Saturday, October 13, 2007

My pet peeve

The phrase "playing _____ to my/your/his/her ______". I hate this phrase. I don't even have enough words in my vocabulary (and not to brag or anything, but I have a fairly sizeable vocabulary, which includes quite a large quantity of words that mean unpleasant things) to express how much I loathe that phrase.
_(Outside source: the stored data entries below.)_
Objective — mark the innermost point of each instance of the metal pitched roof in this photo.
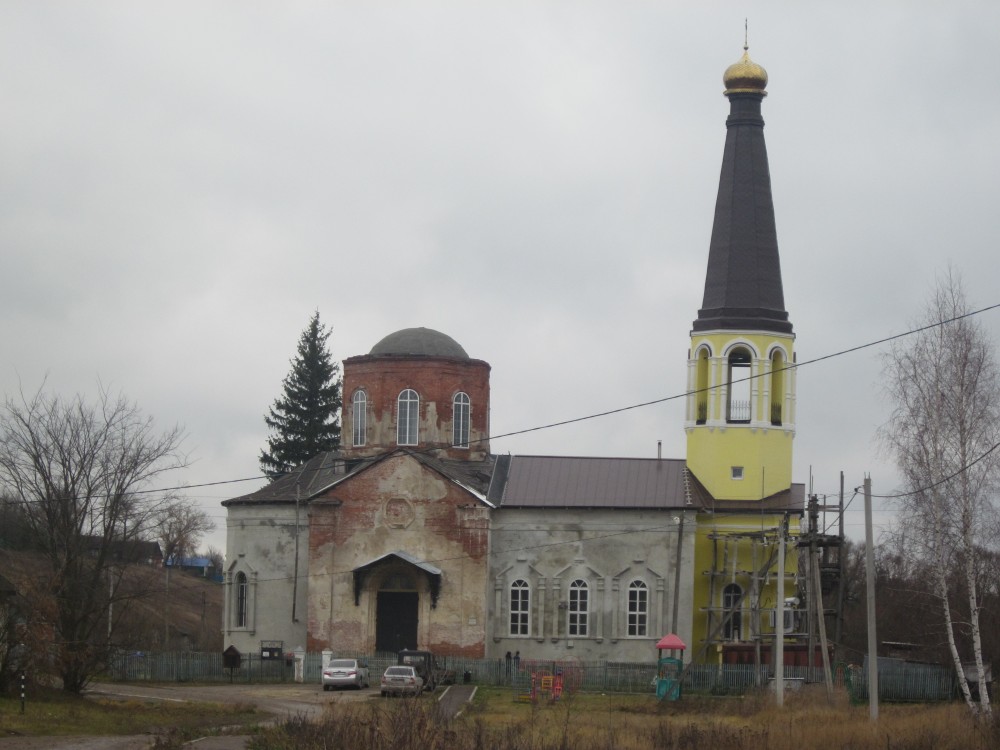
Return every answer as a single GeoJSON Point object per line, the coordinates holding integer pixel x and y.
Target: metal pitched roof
{"type": "Point", "coordinates": [578, 482]}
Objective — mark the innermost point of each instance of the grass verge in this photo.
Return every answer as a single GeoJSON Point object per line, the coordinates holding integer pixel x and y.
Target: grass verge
{"type": "Point", "coordinates": [615, 722]}
{"type": "Point", "coordinates": [52, 712]}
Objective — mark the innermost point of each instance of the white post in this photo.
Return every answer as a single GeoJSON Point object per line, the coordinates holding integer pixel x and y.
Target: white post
{"type": "Point", "coordinates": [870, 580]}
{"type": "Point", "coordinates": [779, 625]}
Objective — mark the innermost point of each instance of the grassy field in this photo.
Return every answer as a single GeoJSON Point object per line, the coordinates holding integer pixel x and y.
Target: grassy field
{"type": "Point", "coordinates": [56, 713]}
{"type": "Point", "coordinates": [615, 722]}
{"type": "Point", "coordinates": [496, 722]}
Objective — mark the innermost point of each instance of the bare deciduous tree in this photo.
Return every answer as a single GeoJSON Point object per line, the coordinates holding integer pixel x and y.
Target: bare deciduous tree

I have serious doubts about whether people say that idiotic phrase in real life, and if they do, it is only because they have heard it in movies or on television or read it in books and thought that it was a succinct way of saying something, because they don't realize that it STUPID STUPID STUPID STUPID.
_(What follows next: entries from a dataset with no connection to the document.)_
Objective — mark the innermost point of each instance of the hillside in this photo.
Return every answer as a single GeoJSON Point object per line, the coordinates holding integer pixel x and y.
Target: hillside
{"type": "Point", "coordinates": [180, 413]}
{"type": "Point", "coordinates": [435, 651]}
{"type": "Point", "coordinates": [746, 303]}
The first time I ever remember reading this phrase was in that classic of literature, Mercedes Lackey's Magic's Pawn, and although I was at a tense bit in the story when it occurred, I had to stop reading and stare at the sentence in total horror, because why? Why? Why would you ever? Seriously, that was nearly enough to make me stop reading the book, and I would have done it instantly if I hadn't been twelve and had the notion that it was a naughty book.
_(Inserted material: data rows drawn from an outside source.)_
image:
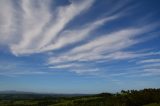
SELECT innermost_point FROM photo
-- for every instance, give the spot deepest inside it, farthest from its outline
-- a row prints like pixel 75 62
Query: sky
pixel 79 46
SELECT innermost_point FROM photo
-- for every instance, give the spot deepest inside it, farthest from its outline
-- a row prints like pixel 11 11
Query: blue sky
pixel 79 46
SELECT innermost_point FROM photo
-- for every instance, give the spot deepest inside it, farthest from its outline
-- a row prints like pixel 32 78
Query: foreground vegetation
pixel 146 97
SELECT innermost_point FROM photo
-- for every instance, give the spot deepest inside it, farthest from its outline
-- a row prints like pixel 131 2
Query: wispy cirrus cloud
pixel 29 27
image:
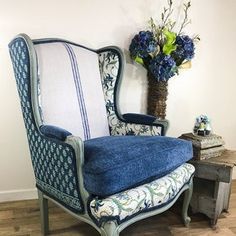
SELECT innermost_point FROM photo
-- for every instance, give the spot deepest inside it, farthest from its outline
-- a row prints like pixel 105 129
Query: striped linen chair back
pixel 70 90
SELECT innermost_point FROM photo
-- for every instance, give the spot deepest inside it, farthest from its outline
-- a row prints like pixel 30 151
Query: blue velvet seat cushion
pixel 116 163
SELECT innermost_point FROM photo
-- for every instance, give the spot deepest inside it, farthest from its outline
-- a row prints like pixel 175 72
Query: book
pixel 203 142
pixel 203 154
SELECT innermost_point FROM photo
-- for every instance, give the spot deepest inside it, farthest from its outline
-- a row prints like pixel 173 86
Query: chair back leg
pixel 109 229
pixel 43 205
pixel 187 198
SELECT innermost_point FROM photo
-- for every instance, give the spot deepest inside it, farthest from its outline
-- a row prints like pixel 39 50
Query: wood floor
pixel 22 218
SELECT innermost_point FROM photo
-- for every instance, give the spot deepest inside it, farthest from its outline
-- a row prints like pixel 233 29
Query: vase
pixel 157 97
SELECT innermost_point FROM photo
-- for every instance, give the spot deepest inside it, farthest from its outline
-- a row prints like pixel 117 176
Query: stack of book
pixel 205 147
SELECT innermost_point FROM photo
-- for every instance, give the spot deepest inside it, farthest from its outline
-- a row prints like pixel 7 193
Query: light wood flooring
pixel 22 218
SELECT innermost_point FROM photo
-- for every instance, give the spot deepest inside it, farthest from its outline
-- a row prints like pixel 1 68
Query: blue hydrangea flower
pixel 142 44
pixel 162 67
pixel 185 49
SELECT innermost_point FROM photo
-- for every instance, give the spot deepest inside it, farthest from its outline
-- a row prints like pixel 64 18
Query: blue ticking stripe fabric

I have hated it from the first minute I laid eyes on it. It and I can never be friends. Never. Even if Neil Gaiman and Diana Wynne Jones and Alice Walker and Salman Rushdie and Elizabeth Peters and Dorothy Sayers and Mary Renault and Richard Adams and Alexandre Dumas and Rumer Godden and Audrey Niffenegger and everyone signed a big petition in favor of using that phrase, still then I would not like it. Even if it happened in Greensleeves it would be like fingernails on a blackboard to me. I hate it I hate it I hate it. Why can't it just die?

Okay, I thought I was nailing my colors to the mast about Noel, but I was wrong on that point, because I failed to factor into my calculations how much of a jerk Noel later becomes. It's not that Ben gets nicer (although he does), it's that Noel gets more crap. So that doesn't count.

But this does. I am nailing my colors absolutely to the mast. I hate the phrase "playing ______ to my/your/his/her ________". It is the stupidest phrase of all time and never, never, never, never shall I ever use that phrase in a story or in life. Ever. And if I do then you have my permission to hit me really hard with a rolled-up newspaper.